Extreme climate and weather changes are part of our planet's history—not just the seasonal changes we experience each year, but major transformations that have changed the face of the earth over millions of years, like ice ages and extreme droughts, mega-storms and tidal waves, massive volcanic activity and even collisions with extraterrestrial bodies.
Earth science is certainly a complicated thing, and while we have learned a great deal about it in recent years, we still have a lot to learn.
When it comes to our complicated climate, forget about the causes for a moment, whether they are triggered by human action or are naturally occurring. They are simply a fact of life. Change happens, and it always has, and no doubt always will.
Scientists tell us that if we can agree that change is certain, the next step in our own enlightenment is realizing that not all change is welcome. A recent study indicates that unless we find ways to slow down or avert predicted changes in our not-too-distant future, the consequences could be devastating.
We don't have to look very far into our recent past to know how devastating drought can be. Earlier this century we experienced a terrible drought that cost agriculture alone billions of dollars worldwide. Not long before that there were the Dust Bowl years, and before that periods of drought and other types of extreme climate change.
But now we are being told that we may well be on the threshold of another possible period of extreme drought, one that could be worse than any of those in our immediate past.
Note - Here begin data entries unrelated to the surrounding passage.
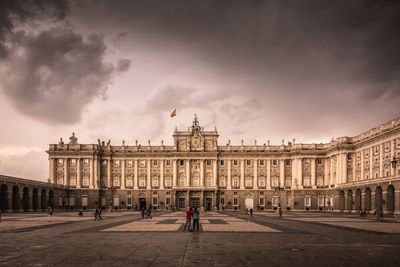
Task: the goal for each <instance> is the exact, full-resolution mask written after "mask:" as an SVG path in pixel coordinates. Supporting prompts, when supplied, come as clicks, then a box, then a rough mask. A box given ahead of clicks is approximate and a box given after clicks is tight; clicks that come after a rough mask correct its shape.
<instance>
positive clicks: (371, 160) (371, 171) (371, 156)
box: [369, 147, 374, 179]
mask: <svg viewBox="0 0 400 267" xmlns="http://www.w3.org/2000/svg"><path fill="white" fill-rule="evenodd" d="M373 153H374V148H373V147H371V148H370V150H369V179H374V173H373V170H374V158H373V156H372V154H373Z"/></svg>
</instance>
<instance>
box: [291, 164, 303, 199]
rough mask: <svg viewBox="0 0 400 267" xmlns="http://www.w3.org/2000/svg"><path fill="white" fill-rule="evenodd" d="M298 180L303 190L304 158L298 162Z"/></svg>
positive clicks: (297, 178)
mask: <svg viewBox="0 0 400 267" xmlns="http://www.w3.org/2000/svg"><path fill="white" fill-rule="evenodd" d="M297 180H298V185H299V188H300V189H302V188H303V159H302V158H299V159H298V160H297ZM293 202H294V199H293ZM293 205H294V204H293Z"/></svg>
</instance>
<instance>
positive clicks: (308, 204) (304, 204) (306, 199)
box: [304, 197, 311, 207]
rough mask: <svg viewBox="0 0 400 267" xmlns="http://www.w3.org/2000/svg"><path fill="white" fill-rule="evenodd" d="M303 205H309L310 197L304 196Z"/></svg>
mask: <svg viewBox="0 0 400 267" xmlns="http://www.w3.org/2000/svg"><path fill="white" fill-rule="evenodd" d="M304 205H305V206H306V207H311V197H306V198H304Z"/></svg>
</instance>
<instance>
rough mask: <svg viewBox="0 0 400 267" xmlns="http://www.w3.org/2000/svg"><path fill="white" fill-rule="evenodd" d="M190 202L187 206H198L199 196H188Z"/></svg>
mask: <svg viewBox="0 0 400 267" xmlns="http://www.w3.org/2000/svg"><path fill="white" fill-rule="evenodd" d="M189 202H190V203H189V206H190V207H191V208H200V198H198V197H192V198H190V201H189Z"/></svg>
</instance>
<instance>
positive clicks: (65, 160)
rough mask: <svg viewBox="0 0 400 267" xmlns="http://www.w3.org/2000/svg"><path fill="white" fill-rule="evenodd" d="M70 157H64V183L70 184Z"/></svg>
mask: <svg viewBox="0 0 400 267" xmlns="http://www.w3.org/2000/svg"><path fill="white" fill-rule="evenodd" d="M68 180H69V179H68V159H64V182H63V184H64V185H69V183H68V182H69V181H68Z"/></svg>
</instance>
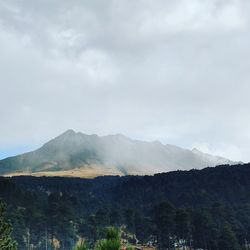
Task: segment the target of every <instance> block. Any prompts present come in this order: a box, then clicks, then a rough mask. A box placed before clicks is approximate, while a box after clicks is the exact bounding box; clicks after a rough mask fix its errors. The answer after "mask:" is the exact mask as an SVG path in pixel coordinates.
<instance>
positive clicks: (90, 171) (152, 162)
mask: <svg viewBox="0 0 250 250" xmlns="http://www.w3.org/2000/svg"><path fill="white" fill-rule="evenodd" d="M223 164H229V165H233V164H235V162H232V161H230V160H228V159H225V158H223V157H219V156H214V155H209V154H204V153H202V152H201V151H199V150H197V149H193V150H187V149H183V148H180V147H177V146H174V145H168V144H167V145H163V144H162V143H160V142H158V141H155V142H144V141H139V140H132V139H130V138H128V137H126V136H124V135H121V134H117V135H108V136H97V135H86V134H83V133H80V132H78V133H76V132H74V131H73V130H68V131H66V132H65V133H63V134H61V135H59V136H58V137H56V138H54V139H53V140H51V141H49V142H47V143H46V144H44V145H43V146H42V147H41V148H39V149H37V150H35V151H33V152H29V153H25V154H21V155H18V156H14V157H9V158H6V159H3V160H1V161H0V174H1V175H26V174H32V175H37V176H41V175H45V176H79V177H94V176H99V175H128V174H129V175H131V174H138V175H144V174H153V173H160V172H168V171H172V170H176V169H181V170H188V169H193V168H196V169H201V168H204V167H208V166H210V167H213V166H216V165H223Z"/></svg>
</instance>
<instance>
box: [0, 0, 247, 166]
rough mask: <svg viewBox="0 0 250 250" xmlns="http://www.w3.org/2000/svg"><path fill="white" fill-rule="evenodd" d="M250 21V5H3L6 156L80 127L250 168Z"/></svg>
mask: <svg viewBox="0 0 250 250" xmlns="http://www.w3.org/2000/svg"><path fill="white" fill-rule="evenodd" d="M249 16H250V3H249V1H247V0H238V1H237V0H204V1H199V0H168V1H164V0H162V1H160V0H159V1H154V0H146V1H145V0H143V1H142V0H141V1H132V0H126V1H125V0H121V1H114V0H113V1H111V0H108V1H97V0H91V1H80V0H79V1H66V0H62V1H55V0H52V1H51V0H38V1H32V0H28V1H19V0H9V1H2V2H1V3H0V117H1V122H0V151H1V152H2V153H1V154H2V156H5V155H6V154H10V152H11V149H13V152H14V151H15V152H16V151H18V150H14V149H16V148H18V149H19V148H25V149H26V148H28V147H30V148H32V147H34V146H35V145H39V144H41V143H42V142H45V141H46V140H48V139H50V138H51V137H53V136H55V135H57V134H59V133H61V132H63V131H64V130H66V129H68V128H73V129H75V130H79V131H82V132H84V133H90V134H91V133H97V134H101V135H103V134H110V133H124V134H126V135H128V136H131V137H133V138H138V139H143V140H160V141H162V142H163V143H169V144H177V145H179V146H183V147H187V148H191V147H198V148H200V149H203V150H204V151H206V152H209V153H215V154H220V155H222V156H225V157H228V158H230V159H232V160H242V161H250V126H249V124H250V112H249V107H250V98H249V97H248V96H249V92H250V84H249V82H250V74H249V65H250V47H249V44H250V41H249V40H250V22H249ZM1 154H0V157H1Z"/></svg>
PREDICTING THE FUTURE OF CLIMATE CHANGE
The new study predicts that even though we are still dealing with extremely parched conditions, the U.S. Southwest faces the threat of mega-droughts this century as temperatures rise. But the study indicates that the risk of such a mega-drought can be reduced if heat-trapping gases are curbed.
Oppressive dry spells lasting at least two decades have gripped the Southwest in the distant past, but scientists are now saying these future mega-droughts would likely be hotter and more severe, putting an impossible strain on our limited water resources.
The study, published this month in the Journal Science Advances, is the latest to find that droughts more extreme than what is currently being experienced could become more common as a trend if a warming, drying planet continues.
To be exact, using computer modeling, researchers calculated between a 70 percent and 90 percent chance that the Southwest will experience a mega-drought later this century. To complicate matters, if precipitation is below normal, the risk jumps to 99 percent—"virtually certain," said lead researcher Toby Ault of Cornell University.
Scientists involved in the study offer some good news, however. If countries follow through with the Paris climate agreement to reduce emissions from the burning of coal, natural gas and oil to limit global temperature rise to well below 2 degrees Celsius (3.6 degrees Fahrenheit), then the risks are cut nearly in half.
"The likelihood of a mega-drought is already increasing, and that risk will continue to go up as long as temperatures keep rising," Ault reports.
The Colorado River basin, which spans parts of Arizona, California, Colorado, New Mexico, Nevada, Utah, Wyoming and Mexico, has been in the midst of a historic drought for the past 16 years. Levels at Lake Mead are now surrounded by a distinctive white mineral "bathtub ring" showing the 130-foot drop in water levels since the beginning of the regional drought.
California is also facing an historic and ongoing drought, and has imposed mandatory statewide cuts on water usage that left brown lawns and fallowed fields all across the region. Restrictions have since eased with local water districts taking control of conservation efforts. But recently state regulators said some water districts are not conserving enough water to avoid additional drought problems.
The new forecasts of a future mega-drought are frightening according to Jonathan Overpeck, a University of Arizona climate scientist. He says based on studies of tree rings and other data, past mega-droughts across the Southwest have lasted up to 35 years.
"It is important to realize that future droughts will be much hotter, and thus the impacts of these droughts will be much more severe," he predicted.
OTHER CLIMATE FACTORS
While climate factors will largely determine the seriousness of future droughts, forecasters warn that mega-drought probabilities based on precipitation alone tend to underestimate risk. Global drying and warmness could be affected by other climate events, such as recurring ocean-atmosphere climate interactions, like El Niños and La Niña events.
While predicting these types of interactions have improved greatly in recent years, they remain far from being a perfect science. For instance, a La Niña event predicted to develop this fall and winter season by NOAA now remains only a possibility.
While the science behind accurate forecasting will continue to change and evolve, scientists warn that, as with most everything else in the physical world, change is inevitable. To what extent and exactly what impact these changes will cause remains the big question.